I have also tried using the non-stripped ebpf modules, but it does not seem to produce more detailed error.

I am not sure how to debug this further, is there anything I could test or more information to collect? Thanks for your help.

gustavo-iniguez-goya commented 1 year ago

ouch. Thank you @pk-pavlk for reporting this problem, I'll try to reproduce it. I've tested it extensively with kernel 5.14, but on debian, ubuntu.
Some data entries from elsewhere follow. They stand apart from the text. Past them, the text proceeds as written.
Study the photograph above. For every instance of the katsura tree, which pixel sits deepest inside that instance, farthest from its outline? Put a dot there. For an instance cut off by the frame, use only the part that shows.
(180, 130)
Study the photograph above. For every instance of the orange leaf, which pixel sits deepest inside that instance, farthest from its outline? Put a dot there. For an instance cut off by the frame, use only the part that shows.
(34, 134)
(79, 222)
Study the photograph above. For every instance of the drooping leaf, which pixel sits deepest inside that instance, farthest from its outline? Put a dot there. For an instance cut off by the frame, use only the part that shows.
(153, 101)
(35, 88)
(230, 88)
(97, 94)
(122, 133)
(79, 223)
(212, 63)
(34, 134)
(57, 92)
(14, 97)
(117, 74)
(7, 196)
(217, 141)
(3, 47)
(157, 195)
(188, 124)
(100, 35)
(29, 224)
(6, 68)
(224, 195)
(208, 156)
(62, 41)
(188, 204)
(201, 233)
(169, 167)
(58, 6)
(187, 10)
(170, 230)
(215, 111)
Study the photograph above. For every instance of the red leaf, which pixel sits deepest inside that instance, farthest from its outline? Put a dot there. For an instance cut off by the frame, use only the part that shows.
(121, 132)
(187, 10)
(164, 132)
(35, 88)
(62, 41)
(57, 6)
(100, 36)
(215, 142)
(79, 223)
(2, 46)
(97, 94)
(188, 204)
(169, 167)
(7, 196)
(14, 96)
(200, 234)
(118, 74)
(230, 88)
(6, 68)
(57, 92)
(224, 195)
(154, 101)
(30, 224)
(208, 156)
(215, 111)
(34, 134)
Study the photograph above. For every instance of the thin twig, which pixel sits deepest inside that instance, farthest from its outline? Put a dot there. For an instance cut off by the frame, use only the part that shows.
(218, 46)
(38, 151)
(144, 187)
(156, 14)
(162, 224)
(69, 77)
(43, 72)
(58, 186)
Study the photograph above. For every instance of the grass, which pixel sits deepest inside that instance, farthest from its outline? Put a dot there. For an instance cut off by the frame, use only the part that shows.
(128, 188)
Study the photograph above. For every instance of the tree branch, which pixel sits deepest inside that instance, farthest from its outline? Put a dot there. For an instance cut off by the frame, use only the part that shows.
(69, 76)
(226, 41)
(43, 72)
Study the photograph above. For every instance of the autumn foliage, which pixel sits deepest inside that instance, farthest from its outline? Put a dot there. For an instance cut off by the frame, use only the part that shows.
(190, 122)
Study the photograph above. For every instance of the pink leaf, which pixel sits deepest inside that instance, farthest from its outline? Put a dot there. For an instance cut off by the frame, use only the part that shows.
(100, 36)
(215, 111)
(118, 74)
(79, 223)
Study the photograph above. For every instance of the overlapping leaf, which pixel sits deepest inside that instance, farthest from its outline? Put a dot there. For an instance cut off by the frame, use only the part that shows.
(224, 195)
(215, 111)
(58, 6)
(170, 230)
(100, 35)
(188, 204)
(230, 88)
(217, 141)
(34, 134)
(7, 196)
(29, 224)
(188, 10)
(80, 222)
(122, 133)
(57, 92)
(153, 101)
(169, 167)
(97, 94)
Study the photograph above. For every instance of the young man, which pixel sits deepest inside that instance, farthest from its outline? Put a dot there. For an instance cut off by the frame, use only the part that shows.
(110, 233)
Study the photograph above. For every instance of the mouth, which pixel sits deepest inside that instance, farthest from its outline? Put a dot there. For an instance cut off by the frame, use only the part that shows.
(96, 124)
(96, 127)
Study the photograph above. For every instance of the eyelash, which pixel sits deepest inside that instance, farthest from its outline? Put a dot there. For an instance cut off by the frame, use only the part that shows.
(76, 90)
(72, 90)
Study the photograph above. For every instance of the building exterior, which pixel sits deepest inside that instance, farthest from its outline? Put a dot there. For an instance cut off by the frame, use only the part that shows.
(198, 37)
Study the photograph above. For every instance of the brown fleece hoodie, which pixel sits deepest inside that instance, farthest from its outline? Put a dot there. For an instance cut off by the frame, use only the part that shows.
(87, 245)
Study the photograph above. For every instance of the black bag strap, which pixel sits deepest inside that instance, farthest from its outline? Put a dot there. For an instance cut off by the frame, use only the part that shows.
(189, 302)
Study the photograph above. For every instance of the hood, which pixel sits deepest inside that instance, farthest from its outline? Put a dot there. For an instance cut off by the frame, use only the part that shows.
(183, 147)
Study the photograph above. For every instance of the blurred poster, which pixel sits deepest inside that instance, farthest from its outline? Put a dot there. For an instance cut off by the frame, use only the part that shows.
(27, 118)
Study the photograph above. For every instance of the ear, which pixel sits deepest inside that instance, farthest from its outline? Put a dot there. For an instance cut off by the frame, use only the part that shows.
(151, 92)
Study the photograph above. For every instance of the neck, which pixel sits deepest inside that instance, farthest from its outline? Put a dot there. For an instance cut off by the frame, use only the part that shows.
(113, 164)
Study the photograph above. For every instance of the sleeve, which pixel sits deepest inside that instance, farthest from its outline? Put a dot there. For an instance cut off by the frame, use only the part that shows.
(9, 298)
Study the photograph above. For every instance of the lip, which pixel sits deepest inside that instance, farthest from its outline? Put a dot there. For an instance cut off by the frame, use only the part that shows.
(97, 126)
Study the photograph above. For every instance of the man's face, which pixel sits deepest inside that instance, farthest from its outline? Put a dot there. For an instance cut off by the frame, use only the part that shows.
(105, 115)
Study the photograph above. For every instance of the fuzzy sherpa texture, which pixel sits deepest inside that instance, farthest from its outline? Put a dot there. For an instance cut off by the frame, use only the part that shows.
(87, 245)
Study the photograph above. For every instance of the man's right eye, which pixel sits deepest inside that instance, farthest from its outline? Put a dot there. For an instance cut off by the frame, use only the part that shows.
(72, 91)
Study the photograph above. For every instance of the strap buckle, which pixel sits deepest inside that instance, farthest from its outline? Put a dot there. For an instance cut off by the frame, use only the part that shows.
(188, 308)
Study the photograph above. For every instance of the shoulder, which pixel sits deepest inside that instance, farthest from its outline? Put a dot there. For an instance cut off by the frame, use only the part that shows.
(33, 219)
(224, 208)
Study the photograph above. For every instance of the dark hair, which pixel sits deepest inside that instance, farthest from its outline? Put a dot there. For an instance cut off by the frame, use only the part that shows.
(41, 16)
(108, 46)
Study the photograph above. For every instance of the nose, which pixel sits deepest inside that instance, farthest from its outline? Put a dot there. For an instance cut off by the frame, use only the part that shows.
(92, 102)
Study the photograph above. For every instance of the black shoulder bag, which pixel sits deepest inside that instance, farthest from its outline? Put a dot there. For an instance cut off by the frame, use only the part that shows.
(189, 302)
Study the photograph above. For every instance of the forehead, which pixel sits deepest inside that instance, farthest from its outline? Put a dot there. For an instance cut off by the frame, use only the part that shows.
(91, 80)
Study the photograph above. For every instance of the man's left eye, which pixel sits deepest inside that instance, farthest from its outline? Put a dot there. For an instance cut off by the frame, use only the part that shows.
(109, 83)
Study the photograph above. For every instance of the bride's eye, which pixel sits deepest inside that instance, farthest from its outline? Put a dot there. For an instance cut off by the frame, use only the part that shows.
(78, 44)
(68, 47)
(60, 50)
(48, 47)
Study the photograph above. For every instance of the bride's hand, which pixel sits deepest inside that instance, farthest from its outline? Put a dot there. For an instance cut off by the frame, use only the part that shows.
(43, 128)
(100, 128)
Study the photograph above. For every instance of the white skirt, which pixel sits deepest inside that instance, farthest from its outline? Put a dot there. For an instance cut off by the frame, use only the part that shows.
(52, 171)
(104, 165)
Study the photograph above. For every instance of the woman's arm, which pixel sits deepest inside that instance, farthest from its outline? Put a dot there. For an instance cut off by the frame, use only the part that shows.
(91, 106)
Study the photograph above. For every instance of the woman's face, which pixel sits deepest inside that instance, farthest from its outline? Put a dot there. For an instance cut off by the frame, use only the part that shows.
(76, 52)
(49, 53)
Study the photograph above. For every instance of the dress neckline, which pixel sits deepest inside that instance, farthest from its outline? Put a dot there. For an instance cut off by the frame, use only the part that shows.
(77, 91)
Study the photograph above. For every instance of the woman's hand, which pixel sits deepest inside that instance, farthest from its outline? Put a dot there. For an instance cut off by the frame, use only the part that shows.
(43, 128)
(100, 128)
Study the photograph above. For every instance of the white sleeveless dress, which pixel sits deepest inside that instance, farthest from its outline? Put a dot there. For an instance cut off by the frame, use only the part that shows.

Could you install the package bcc-tools and execute tcpconnect or other tools to see if they also generate kernel oops? They're located under /usr/share/bcc/tools/

pk-pavlk commented 1 year ago

It seems I get the same oops when tcpconnect from bcc-tools is running (well, similar, this generates the #PF: error_code(0x0011) - permissions violation, but I guess it depends on how it goes wrong).

Which also means that this is in no way a problem in opensnitch ebpf. Sorry for the false report and thank you for pointing me to this way to test it.

gustavo-iniguez-goya commented 1 year ago

woah! thank $god the oops are not caused by us :) These issues are always hard to debug.

I guess that there'll be already an issue reported to SuSe, so if you have the link post it here please, I'd like to read the details.

pk-pavlk commented 1 year ago

Yeah, I tried to debug it before I posted this and couldn't really find much on debugging bpf.

For now, I couldn't find a relevant bug on the SUSE (or any other) tracker. I will experiment further and if I find a solution or create the bugreport myself, I will post it here in case others encounter the same problem.

In the meantime, we can close this issue since it is not caused by opensnitch. Thank you for your help.

pk-pavlk commented 1 year ago

I have raised a bugreport on SUSE kernel tracker, it was indeed a kernel bug. Should be fixed with the next kernel release:

https://bugzilla.suse.com/show_bug.cgi?id=1203103

Thanks again for pointing me to the way to test this.